Another experience that the girls had two bites of was gliding through the trees in flying foxes harnessed to ropes, which I also did with them the first time, and Steve both times. I didn’t want to let go thirty metres above the ground to launch myself towards another tree, but once I had done it once or twice, I thought it was fun too. The girls also did part of a loop walk of the Shoalhaven river and lush rainforest with me near there, and I explored other tucked away beaches in the area by myself some mornings, and the diverse, rich, large Booderee Botanic Gardens which contains meandering paths through a rainforest, around a lake, beside eucalypt lawns and past landscaped areas.

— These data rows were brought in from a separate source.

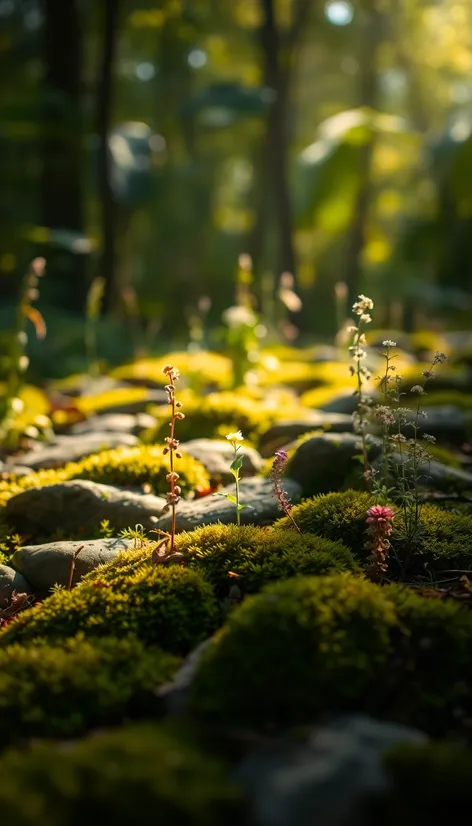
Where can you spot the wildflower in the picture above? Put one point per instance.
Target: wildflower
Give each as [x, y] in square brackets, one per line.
[235, 437]
[380, 514]
[379, 521]
[276, 475]
[384, 414]
[362, 305]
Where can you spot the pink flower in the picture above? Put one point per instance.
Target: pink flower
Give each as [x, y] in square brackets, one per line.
[379, 514]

I listened to lots of podcasts during our holiday, including enjoying Julia Gillard’s series interviewing women leaders in many fields, A Podcast of one’s own.
Our start to the week in Kiama wasn’t auspicious: we couldn’t open the lock with the key and had to call a locksmith who lived an hour away, and it was already dark. This house was old, draughty and poorly heated, but it had a view of the sea and was only a couple of blocks from it. It was built in a craft style from the 1960s, with a lot of exposed bricks and wood panelling. The kitchen window angled out to a view of the houses populating the nearby hills, and the bath was long and deep. I ventured out to drive to a nearby rainforest walk one day, and we all had a connecting lunch at a nearby winery that could have been in France. Steve and I also snuck out for lunch in a beachside café in Kiama one day when the girls wanted to stay home and read: I had a delicious salad of roast sweet potato, mixed lettuce, grain and cauliflower, well dressed, and Steve had a tall burger, also bursting with goodies.
The week after a holiday is hard, but I have got through it. We’ve booked a couple of extra days skiing in a few weeks’ time, to break up the weeks of work that stretch through the rest of winter and to do an activity that the girls love.
We all got to relax on this holiday, and Steve and I did things with the girls and practiced listening actively to them.
I have now got into the routine of reading Rhea a couple of short books at night. And I will order some more from the library for the girls and I to look forward to in our winter evenings.